Dividends should be the directly income of
investing in the stocks for the general investors, and the news on the dividend
publishing could always be communicated to the market and incent the share
price in the market. The general investors could consider their high dividends
and decide join their business. Moreover, buyback should be another action to
put up their share price. And the shares from the buyback would be saved as the
treasury shares. And this should be used to reduce the pressure of managers in
the company. In that case, at the same level of profit, their EPS would be
increased. Another reason these two actions could calm down the investors,
before the company does some risky acquisition or investment. Indeed, the money
could let the investors forget the risk in the future. However, it should be
really considered carefully, for these actions are like squeezing the value.

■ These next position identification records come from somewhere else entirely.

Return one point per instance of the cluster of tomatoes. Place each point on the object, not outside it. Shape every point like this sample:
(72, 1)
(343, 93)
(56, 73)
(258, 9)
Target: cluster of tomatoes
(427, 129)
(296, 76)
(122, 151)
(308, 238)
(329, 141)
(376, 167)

When the company faces the troubles, it will not keep that price, and the
wealth of investors could be condensed faster that how you imagine.
On 27th April 2012, IBM
published their dividend, and they promised to raise the return of investment
for the general investors, and at the same time, the BOD approved $7 billion to
buyback their shares in the market, for the top bosses of IBM feel so good
about its financial prospects. High dividends and buyback are increased the
price sharply. And I think at this moment, the managers of IBM should be one of
the happiest in the market. Their pressure has been reduced. And for IBM, because
of their top market position, unless the market has been destroyed, what they
do now is withdraw their future expectation. To balance the risks, they company
keeps to acquire new company and investment since 2000 to increase their size
and capital amount. What a brilliant action for a company is! However, there is
a truly risk existing. The American government has been aware of their monopoly
position in the market, the future is uncertain.
Since 2000, it keeps use this method to
push up the price, it is still a great risk for this action. Indeed, the market
room has been created again and again, but it does not mean this could be used
forever. When the acquisition and investment are stopped, the managers should
face up with a great-accumulated pressure! That would be a disaster for IBM.